Retinal S-opsin dominance in Ansell's mole-rats (Fukomys anselli) is a consequence of naturally low serum thyroxine.

Author information

1
Department of General Zoology, Faculty of Biology, University of Duisburg-Essen, Essen, Germany. yoshiyuki.henning@uni-due.de.
2
Faculty of Science, University of South Bohemia, České Budějovice, Czech Republic.
3
Department of General Zoology, Faculty of Biology, University of Duisburg-Essen, Essen, Germany.
4
Core Facility Bioinformatics, Leibniz Institute on Aging - Fritz Lipmann Institute, Jena, Germany.

Abstract

Mammals usually possess a majority of medium-wavelength sensitive (M-) and a minority of short-wavelength sensitive (S-) opsins in the retina, enabling dichromatic vision.
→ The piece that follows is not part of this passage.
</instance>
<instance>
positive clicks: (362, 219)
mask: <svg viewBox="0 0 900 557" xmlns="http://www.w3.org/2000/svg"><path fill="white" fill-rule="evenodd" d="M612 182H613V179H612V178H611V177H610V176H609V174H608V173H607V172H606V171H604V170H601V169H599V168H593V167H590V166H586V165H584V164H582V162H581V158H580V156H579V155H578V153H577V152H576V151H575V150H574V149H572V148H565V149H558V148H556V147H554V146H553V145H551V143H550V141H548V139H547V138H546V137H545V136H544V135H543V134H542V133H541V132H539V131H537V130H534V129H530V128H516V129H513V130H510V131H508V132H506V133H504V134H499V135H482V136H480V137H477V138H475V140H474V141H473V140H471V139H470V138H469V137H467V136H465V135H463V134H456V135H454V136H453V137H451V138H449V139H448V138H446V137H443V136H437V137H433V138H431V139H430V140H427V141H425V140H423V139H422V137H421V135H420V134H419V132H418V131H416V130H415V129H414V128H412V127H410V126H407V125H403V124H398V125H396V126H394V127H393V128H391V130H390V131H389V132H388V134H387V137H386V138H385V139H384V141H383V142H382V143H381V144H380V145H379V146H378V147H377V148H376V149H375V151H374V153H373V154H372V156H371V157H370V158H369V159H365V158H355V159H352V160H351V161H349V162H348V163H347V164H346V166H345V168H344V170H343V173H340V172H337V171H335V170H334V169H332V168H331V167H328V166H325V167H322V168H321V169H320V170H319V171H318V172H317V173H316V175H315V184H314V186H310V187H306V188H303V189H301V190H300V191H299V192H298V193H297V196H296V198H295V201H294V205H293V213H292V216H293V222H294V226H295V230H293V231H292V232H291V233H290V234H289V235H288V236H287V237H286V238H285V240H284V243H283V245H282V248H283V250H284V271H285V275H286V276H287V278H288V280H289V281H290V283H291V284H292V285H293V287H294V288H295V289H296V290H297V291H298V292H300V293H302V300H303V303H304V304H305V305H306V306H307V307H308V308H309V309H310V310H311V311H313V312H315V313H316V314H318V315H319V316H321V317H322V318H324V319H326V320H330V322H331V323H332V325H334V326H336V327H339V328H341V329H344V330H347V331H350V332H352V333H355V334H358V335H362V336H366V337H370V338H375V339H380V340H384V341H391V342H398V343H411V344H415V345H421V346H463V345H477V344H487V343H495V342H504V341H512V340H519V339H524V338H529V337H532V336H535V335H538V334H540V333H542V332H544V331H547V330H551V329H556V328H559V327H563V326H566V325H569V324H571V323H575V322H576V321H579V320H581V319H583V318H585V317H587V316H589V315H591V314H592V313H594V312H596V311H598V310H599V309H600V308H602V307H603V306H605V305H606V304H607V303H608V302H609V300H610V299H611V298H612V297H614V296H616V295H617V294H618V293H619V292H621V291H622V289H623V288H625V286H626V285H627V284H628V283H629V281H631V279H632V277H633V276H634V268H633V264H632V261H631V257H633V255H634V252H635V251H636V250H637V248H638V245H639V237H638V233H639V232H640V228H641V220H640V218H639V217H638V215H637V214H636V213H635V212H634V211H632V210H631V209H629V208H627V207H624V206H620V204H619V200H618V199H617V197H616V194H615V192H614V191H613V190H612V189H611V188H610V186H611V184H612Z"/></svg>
Unexpectedly, subterranean rodents from the genus Fukomys exhibit an S-opsin majority, which is exceptional among mammals, albeit with no apparent adaptive value. Because thyroid hormones (THs) are pivotal for M-opsin expression and metabolic rate regulation, we have, for the first time, manipulated TH levels in the Ansell's mole-rat (Fukomys anselli) using osmotic pumps. In Ansell's mole-rats, the TH thyroxine (T4) is naturally low, likely as an adaptation to the harsh subterranean ecological conditions by keeping resting metabolic rate (RMR) low. We measured gene expression levels in the eye, RMR, and body mass (BM) in TH-treated animals. T4 treatment increased both, S- and M-opsin expression, albeit M-opsin expression at a higher degree. However, this plasticity was only given in animals up to approximately 2.5 years. Mass-specific RMR was not affected following T4 treatment, although BM decreased. Furthermore, the T4 inactivation rate is naturally higher in F. anselli compared to laboratory rodents. This is the first experimental evidence that the S-opsin majority in Ansell's mole-rats is a side effect of low T4, which is downregulated to keep RMR low.